There are many different issues that might cause pain in our hands and wrists.
Common problems in the hand tendons are a trigger finger or thumb. People who are insulin dependent diabetics can be prone to this, but anyone could get it. It is caused by thickening in the tendon which causes the tendon to catch and “trigger”. People who suffer with rheumatoid arthritis may develop nodules on their tendons and this might cause triggering too.
Tendons may be strained, or even cut and ruptured. A cut or fully ruptured tendon may need surgical repair.
Ganglion cysts commonly appear on the hands. These cysts contains synovial fluid that has leaked from a joint or tendon tunnel. They are harmless and may well go spontaneously of their own accord. Sometimes removal, or work to remove the fluid from the cyst might be necessary.
Fingers and wrists can suffer with arthritis. Most commonly osteoarthritis. This is the normal wear and tear changes that we are all likely to get to a greater or lesser extent. This could cause localised stiffness and pain in the joint effected.
Nerve disorders could cause pain in the hand. Commonly this may be a nerve trapped in the neck or shoulder, referring pain down to the hand. Or possibly a more local problem like carpal tunnel syndrome. This is where a nerve can be irritated as it passes through a tunnel formed by tendons at the wrist.
Dupuytren’s contracture is caused by firm nodules appearing on the ligaments just beneath the skin of the palm, which may sometimes extend to form cords and prevent someone fully opening their hand. This is more common in men than women, and usually arises from middle age.
If you have a problem in the hand and wrist area, it may effect the way you use your arm. So problems higher up the arm might occur due to excessive strain placed on them. Even into the shoulder, neck and upper back.

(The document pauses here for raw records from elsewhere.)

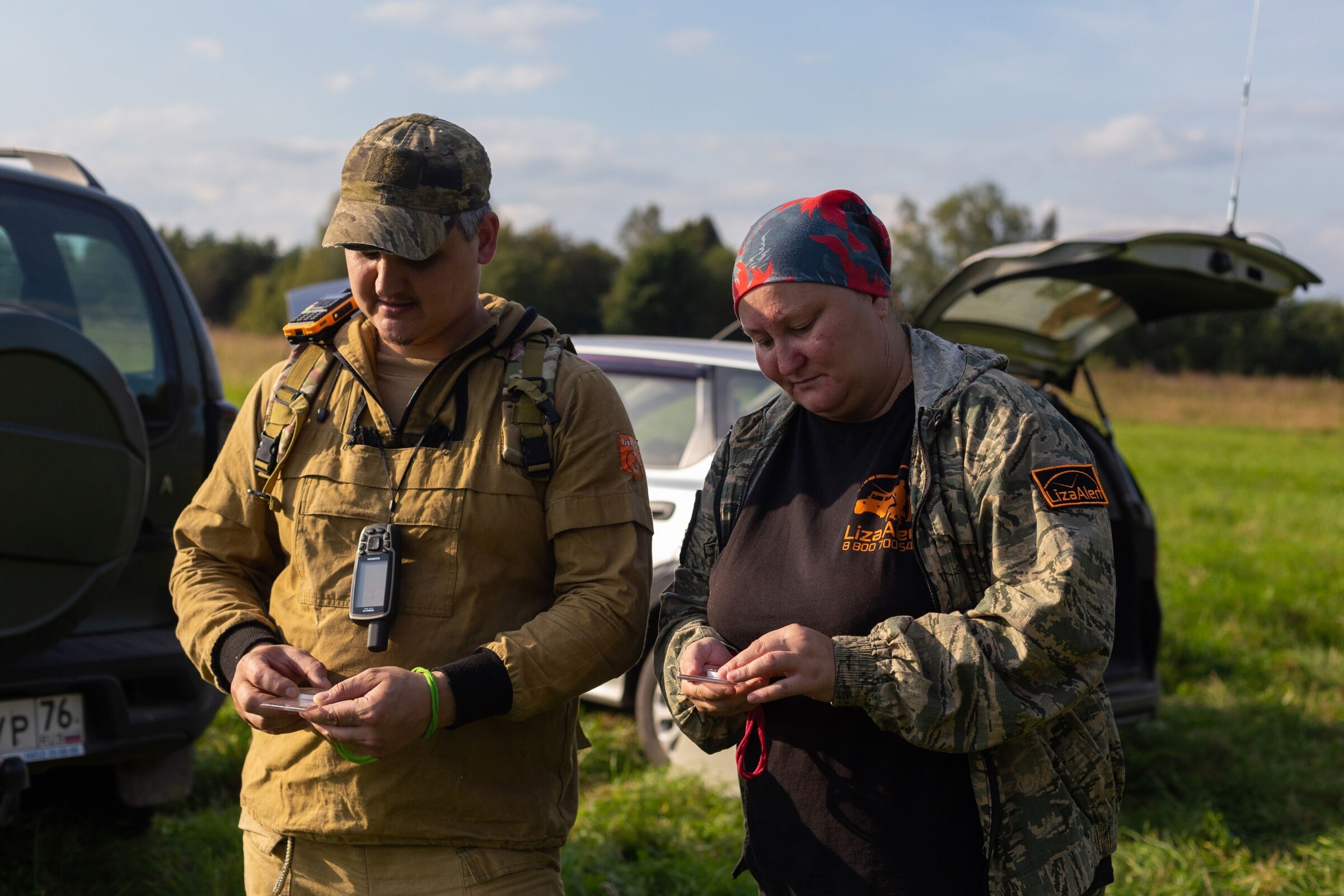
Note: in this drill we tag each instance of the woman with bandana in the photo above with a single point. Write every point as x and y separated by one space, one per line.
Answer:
910 632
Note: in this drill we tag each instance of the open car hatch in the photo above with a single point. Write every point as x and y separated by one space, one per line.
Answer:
1046 306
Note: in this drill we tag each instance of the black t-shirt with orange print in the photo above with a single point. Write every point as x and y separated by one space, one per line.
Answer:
825 541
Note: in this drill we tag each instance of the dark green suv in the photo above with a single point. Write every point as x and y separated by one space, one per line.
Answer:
111 415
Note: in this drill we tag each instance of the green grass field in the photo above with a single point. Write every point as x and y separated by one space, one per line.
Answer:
1237 789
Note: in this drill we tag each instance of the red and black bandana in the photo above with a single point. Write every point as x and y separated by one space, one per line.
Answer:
832 238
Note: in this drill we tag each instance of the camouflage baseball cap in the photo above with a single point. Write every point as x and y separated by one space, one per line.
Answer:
401 179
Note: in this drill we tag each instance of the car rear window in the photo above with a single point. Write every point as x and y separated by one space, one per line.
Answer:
663 411
77 262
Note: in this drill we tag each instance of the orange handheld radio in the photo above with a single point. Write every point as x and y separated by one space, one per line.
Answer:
319 321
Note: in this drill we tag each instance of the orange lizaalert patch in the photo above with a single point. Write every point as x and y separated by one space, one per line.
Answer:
1070 485
631 460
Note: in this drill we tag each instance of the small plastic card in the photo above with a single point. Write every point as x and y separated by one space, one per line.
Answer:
710 677
295 704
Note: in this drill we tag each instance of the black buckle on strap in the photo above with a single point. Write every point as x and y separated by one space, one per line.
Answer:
266 451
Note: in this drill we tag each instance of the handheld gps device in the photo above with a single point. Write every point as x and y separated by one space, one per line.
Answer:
373 592
319 321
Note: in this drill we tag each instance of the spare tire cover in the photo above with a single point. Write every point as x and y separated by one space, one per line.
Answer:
74 462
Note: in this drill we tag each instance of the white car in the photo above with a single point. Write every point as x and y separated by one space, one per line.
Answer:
682 395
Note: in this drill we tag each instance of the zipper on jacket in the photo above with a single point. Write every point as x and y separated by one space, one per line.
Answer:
406 414
917 514
472 347
995 809
369 391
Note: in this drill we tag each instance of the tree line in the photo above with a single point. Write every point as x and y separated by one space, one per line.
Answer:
674 281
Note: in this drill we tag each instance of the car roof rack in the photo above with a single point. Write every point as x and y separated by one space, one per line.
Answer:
54 165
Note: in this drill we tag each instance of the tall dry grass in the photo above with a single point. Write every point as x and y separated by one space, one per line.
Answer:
243 356
1221 400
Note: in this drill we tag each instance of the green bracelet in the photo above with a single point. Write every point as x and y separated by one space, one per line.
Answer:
429 733
347 754
433 702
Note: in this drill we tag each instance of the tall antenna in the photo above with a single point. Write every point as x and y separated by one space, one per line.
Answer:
1241 128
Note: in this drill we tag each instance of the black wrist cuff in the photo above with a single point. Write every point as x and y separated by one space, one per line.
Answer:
232 646
481 687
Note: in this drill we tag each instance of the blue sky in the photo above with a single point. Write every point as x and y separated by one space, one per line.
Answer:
236 118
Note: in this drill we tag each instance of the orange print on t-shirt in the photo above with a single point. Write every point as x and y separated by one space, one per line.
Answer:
882 515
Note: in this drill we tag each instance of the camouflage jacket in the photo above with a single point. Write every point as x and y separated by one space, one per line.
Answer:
1010 669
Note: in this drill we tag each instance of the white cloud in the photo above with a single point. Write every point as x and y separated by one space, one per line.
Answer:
690 41
206 49
343 81
1139 139
406 12
518 25
488 78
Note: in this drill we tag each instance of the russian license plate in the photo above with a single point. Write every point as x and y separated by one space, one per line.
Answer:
42 729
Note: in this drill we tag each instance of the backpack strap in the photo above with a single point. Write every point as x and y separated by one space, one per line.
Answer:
287 411
528 404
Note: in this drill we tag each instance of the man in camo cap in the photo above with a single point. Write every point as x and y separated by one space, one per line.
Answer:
404 185
523 574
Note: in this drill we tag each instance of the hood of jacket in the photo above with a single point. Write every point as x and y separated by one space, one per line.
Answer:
357 346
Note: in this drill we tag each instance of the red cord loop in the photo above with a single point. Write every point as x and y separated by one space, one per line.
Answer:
756 726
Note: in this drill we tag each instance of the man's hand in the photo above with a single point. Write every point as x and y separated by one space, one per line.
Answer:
381 711
713 700
273 670
806 657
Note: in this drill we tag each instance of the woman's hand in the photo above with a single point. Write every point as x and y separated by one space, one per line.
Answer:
272 670
380 711
806 657
713 700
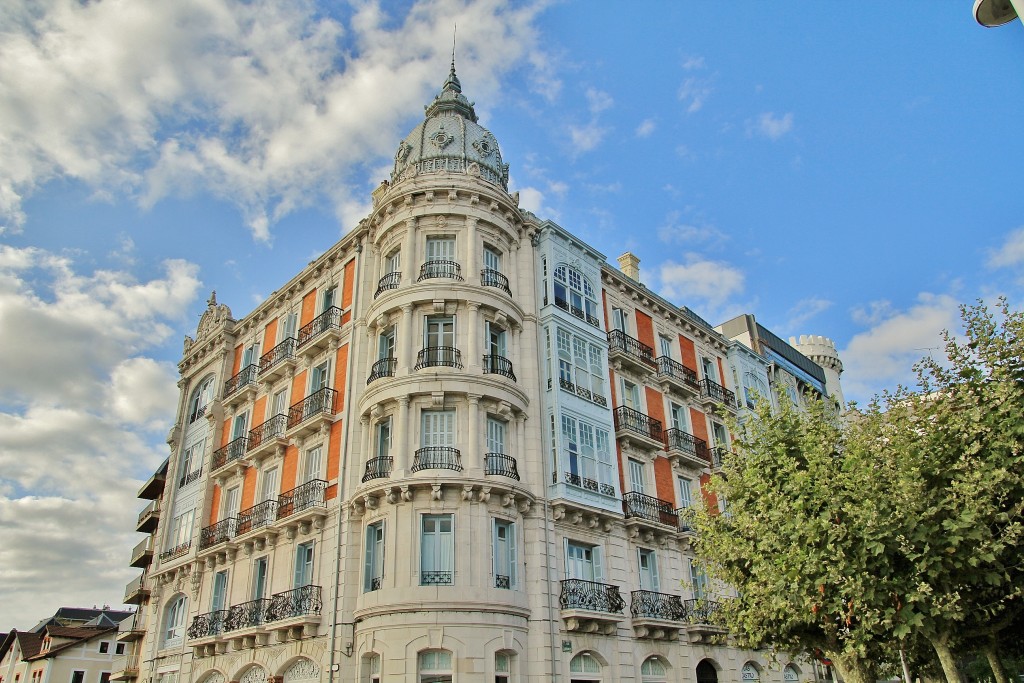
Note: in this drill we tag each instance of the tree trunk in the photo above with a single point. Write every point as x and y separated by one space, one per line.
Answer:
993 663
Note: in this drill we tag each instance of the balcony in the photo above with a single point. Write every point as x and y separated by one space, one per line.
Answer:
677 376
590 607
642 508
228 455
148 518
315 336
390 281
715 394
311 413
685 449
497 365
278 360
267 437
627 351
438 356
634 426
498 464
432 269
383 368
656 615
141 555
378 468
491 278
242 387
437 458
135 592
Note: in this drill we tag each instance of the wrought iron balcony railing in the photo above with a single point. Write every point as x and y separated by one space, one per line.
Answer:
646 507
491 278
437 458
309 495
389 281
272 428
204 626
649 604
258 516
498 365
449 269
669 368
580 594
687 442
434 356
712 389
378 468
330 318
383 368
318 402
302 601
620 341
245 377
500 465
638 423
219 532
286 349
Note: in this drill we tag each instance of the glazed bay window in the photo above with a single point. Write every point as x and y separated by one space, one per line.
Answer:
373 571
437 550
504 553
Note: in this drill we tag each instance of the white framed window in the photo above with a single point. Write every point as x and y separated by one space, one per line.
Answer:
373 572
437 550
504 554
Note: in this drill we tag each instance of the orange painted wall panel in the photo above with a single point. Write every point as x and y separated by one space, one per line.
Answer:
308 307
688 352
645 330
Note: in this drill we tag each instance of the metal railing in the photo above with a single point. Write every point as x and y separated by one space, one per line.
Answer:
687 442
620 341
309 495
383 368
272 428
433 356
580 594
219 532
498 365
669 368
258 516
440 269
245 377
646 507
389 281
491 278
318 402
501 465
637 422
437 458
330 318
378 468
286 349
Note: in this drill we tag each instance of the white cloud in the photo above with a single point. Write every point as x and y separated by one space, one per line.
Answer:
883 355
771 126
1011 253
262 103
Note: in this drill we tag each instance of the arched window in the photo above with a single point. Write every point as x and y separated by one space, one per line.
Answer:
435 667
174 621
574 294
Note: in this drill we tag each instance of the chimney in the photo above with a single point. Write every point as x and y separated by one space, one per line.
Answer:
630 265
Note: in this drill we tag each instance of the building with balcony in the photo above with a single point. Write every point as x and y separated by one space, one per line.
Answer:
457 446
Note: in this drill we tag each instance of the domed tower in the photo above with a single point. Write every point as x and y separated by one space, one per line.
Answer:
822 351
448 464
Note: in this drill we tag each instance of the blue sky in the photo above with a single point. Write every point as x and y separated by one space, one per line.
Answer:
844 169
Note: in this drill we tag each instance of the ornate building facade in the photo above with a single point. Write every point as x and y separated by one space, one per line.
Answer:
458 446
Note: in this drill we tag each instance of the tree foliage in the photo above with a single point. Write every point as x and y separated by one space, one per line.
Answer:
899 522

The above is a sample of some reasonably common hand and wrist issues. It is important if you have a problem that you get it assessed and diagnosed so the correct treatment/intervention can take place.
To try and keep your hands generally mobile. Consider doing some simple daily exercises.
OPENING AND CLOSING THE HAND
PRACTICE CONTACTING YOUR THUMB TO YOUR OTHER FINGERS
STRETCH THE TISSUES ON BOTH SIDES OF YOUR HAND/WRIST/FOREARM
Extend your arm out ahead of you with your palm facing up. Gently stretch your fingers back towards your body. Repeat on both sides holding for a count of 10 to 15.
Extend your arm ahead of with your palm facing down. Gently stretch your fingers back towards your body. Repeat on both sides holding for a count of 10 to 15.
WITH YOUR PALM FACING UP. MOVE YOUR WRIST FROM SIDE-TO-SIDE. (THAT IS TOWARDS THE THUMB SIDE AND TOWARDS THE LITTLE FINGER SIDE.)